Extracting Year from Dates in R

 

This is the data from which we will try to extract year values.

       date1                date2
1 24-05-2023 19-01-2018  03:14:07
2 10-07-2020 07-12-1998  22:07:56
3 01-11-1987 24-05-2023  12:47:15
4 20-04-2007 18-09-2021  10:35:15

Let us explore a few different ways of extracting the year from dates in R.

 

1. Using ‘format()’ function

First, the required date columns must be converted to date format as R often reads dates as character values.

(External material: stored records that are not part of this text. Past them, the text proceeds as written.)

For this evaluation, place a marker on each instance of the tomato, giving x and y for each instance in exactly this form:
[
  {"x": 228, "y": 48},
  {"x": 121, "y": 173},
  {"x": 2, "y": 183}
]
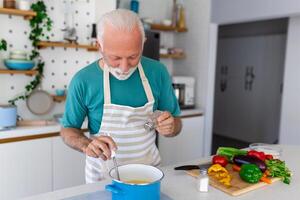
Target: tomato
[{"x": 220, "y": 160}]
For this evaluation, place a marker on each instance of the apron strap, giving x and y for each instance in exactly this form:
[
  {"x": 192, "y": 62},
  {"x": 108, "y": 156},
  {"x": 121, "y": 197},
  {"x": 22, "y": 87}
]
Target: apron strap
[
  {"x": 106, "y": 86},
  {"x": 146, "y": 85}
]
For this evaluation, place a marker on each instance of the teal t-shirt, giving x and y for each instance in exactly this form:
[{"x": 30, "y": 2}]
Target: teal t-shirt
[{"x": 86, "y": 98}]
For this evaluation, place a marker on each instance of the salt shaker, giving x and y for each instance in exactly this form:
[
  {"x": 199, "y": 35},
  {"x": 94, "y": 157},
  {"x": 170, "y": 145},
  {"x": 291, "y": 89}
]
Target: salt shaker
[{"x": 203, "y": 181}]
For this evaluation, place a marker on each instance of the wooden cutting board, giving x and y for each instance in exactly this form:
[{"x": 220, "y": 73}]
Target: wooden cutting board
[{"x": 238, "y": 186}]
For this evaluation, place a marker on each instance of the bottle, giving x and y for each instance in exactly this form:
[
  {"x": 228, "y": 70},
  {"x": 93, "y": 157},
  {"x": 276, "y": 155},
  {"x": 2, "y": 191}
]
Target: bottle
[
  {"x": 134, "y": 6},
  {"x": 203, "y": 181},
  {"x": 181, "y": 24},
  {"x": 94, "y": 35}
]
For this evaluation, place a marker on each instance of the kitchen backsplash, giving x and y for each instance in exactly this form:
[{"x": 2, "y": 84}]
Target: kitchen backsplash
[{"x": 60, "y": 63}]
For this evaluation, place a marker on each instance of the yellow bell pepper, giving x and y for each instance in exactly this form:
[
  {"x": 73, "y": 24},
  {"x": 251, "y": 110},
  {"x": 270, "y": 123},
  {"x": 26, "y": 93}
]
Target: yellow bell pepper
[{"x": 220, "y": 173}]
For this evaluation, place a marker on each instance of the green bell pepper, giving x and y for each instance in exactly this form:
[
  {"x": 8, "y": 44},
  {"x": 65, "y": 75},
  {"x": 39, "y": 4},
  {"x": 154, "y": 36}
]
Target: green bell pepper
[{"x": 250, "y": 173}]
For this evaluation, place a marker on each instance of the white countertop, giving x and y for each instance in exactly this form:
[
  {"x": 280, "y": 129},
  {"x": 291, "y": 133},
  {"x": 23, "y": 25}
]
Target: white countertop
[
  {"x": 178, "y": 185},
  {"x": 21, "y": 131}
]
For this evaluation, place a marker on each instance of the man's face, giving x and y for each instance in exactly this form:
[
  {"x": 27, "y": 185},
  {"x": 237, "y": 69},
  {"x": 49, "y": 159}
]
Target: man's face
[{"x": 122, "y": 49}]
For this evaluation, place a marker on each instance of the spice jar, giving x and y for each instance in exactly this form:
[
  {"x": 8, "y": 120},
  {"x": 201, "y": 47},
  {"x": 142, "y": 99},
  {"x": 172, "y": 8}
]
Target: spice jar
[{"x": 203, "y": 181}]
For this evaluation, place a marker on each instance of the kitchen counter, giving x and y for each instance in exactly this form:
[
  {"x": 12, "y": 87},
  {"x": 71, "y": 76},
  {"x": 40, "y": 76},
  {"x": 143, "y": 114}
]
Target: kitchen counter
[
  {"x": 23, "y": 132},
  {"x": 178, "y": 185}
]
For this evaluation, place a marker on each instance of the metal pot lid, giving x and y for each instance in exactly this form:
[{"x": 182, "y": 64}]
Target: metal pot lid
[{"x": 39, "y": 102}]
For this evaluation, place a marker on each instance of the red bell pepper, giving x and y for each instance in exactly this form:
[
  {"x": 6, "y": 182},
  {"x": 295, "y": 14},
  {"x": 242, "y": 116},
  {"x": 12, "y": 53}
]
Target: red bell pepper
[
  {"x": 257, "y": 154},
  {"x": 269, "y": 157},
  {"x": 220, "y": 160}
]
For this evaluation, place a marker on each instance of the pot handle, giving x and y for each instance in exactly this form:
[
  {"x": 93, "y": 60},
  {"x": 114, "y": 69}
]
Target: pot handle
[{"x": 112, "y": 188}]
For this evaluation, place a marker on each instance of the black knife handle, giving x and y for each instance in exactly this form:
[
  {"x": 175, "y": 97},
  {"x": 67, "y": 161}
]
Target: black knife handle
[{"x": 187, "y": 167}]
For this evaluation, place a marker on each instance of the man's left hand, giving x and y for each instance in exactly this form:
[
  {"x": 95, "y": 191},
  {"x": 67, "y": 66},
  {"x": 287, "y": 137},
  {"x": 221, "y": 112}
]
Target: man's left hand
[{"x": 165, "y": 124}]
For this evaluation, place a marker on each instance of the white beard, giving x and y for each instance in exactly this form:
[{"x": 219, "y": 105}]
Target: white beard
[{"x": 119, "y": 74}]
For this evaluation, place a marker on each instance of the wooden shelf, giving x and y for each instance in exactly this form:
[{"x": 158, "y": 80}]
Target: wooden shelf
[
  {"x": 46, "y": 44},
  {"x": 59, "y": 98},
  {"x": 161, "y": 27},
  {"x": 26, "y": 14},
  {"x": 26, "y": 72},
  {"x": 172, "y": 56}
]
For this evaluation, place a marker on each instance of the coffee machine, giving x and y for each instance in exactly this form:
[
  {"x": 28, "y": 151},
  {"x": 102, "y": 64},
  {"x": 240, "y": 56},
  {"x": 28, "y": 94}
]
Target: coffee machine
[{"x": 184, "y": 87}]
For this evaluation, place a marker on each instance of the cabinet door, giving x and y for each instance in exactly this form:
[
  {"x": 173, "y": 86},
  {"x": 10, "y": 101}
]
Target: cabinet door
[
  {"x": 188, "y": 145},
  {"x": 25, "y": 168},
  {"x": 68, "y": 165}
]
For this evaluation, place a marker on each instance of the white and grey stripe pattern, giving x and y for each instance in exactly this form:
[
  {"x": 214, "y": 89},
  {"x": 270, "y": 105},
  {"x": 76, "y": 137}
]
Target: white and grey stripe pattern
[{"x": 125, "y": 125}]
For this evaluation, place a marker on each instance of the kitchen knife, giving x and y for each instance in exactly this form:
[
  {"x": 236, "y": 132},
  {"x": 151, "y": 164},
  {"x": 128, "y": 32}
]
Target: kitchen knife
[{"x": 190, "y": 167}]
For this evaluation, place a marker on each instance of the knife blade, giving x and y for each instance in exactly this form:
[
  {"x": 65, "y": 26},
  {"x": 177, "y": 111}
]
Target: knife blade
[{"x": 191, "y": 167}]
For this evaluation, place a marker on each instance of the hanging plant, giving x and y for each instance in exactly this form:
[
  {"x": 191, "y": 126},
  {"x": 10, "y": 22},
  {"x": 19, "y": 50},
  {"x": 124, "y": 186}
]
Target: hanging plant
[
  {"x": 3, "y": 45},
  {"x": 39, "y": 24}
]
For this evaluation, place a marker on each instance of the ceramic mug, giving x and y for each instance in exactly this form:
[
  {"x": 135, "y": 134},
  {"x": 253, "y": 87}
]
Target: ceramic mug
[{"x": 24, "y": 4}]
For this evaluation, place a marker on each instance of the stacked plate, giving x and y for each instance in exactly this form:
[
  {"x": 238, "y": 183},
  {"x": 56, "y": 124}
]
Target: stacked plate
[{"x": 18, "y": 61}]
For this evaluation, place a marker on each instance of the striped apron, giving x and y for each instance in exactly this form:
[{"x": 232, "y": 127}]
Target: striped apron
[{"x": 125, "y": 125}]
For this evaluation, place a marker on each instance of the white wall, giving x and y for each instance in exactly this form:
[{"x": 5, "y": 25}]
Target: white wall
[
  {"x": 157, "y": 10},
  {"x": 290, "y": 111},
  {"x": 59, "y": 69},
  {"x": 233, "y": 11},
  {"x": 195, "y": 43}
]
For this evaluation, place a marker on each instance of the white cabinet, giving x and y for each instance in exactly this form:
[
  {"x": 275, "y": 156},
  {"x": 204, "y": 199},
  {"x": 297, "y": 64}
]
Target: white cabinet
[
  {"x": 68, "y": 165},
  {"x": 25, "y": 168},
  {"x": 188, "y": 145}
]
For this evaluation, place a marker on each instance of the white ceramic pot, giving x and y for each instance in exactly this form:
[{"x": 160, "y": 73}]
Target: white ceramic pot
[{"x": 24, "y": 4}]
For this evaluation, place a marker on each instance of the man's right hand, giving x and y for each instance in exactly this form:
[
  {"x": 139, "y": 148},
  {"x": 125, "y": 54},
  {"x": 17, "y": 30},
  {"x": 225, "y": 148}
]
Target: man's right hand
[{"x": 101, "y": 146}]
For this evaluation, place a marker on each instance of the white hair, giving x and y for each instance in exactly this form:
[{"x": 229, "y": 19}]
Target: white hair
[{"x": 121, "y": 19}]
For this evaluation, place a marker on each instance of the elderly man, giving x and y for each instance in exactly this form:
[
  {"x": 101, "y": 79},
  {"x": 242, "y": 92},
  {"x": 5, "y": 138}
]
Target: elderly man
[{"x": 118, "y": 93}]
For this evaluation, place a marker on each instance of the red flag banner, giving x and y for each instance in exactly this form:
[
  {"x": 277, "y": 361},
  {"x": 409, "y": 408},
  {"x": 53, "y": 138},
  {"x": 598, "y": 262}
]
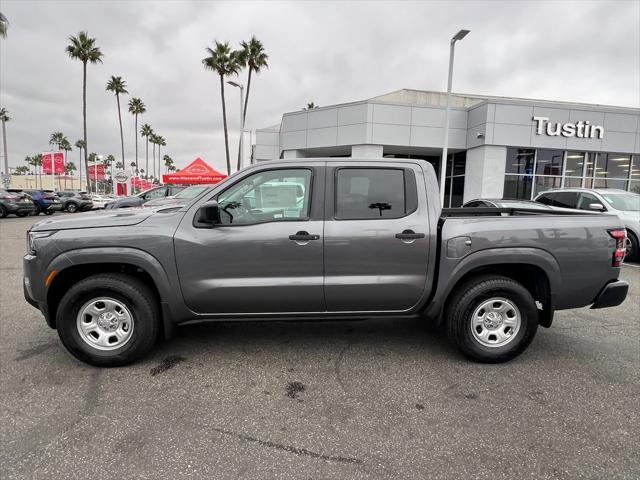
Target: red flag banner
[
  {"x": 96, "y": 171},
  {"x": 58, "y": 162}
]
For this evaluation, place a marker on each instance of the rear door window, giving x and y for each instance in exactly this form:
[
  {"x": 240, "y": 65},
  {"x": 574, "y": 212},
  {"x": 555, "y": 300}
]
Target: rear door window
[{"x": 370, "y": 193}]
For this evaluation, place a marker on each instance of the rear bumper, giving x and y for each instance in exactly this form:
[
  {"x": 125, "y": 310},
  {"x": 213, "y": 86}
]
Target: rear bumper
[{"x": 611, "y": 295}]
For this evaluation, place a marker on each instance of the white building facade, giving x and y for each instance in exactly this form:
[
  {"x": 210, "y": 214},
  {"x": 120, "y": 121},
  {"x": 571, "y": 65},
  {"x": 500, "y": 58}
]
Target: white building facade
[{"x": 498, "y": 147}]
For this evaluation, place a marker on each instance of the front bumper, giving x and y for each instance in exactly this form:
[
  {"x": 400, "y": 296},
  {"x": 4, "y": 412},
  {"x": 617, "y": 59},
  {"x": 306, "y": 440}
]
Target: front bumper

This is done by using as.Date or as.POSIXct, along with specifying their format, like dd-mm-yyyy, and so on.

date$date1<-as.Date(date$date1, format="%d-%m-%Y")
date$date2<-as.POSIXct(date$date2, format="%d-%m-%Y %H:%M:%S")

Then, for extracting year values, we simply use “%Y” as the format specifier.

format(date$date1, "%Y")
[1] "2023" "2020" "1987" "2007"
format(date$date2, "%Y")
[1] "2018" "1998" "2023" "2021"

 

2. Using ‘substring()’ function

This function can be used if the exact starting and ending positions of the year values within the date string are known and fixed in the data.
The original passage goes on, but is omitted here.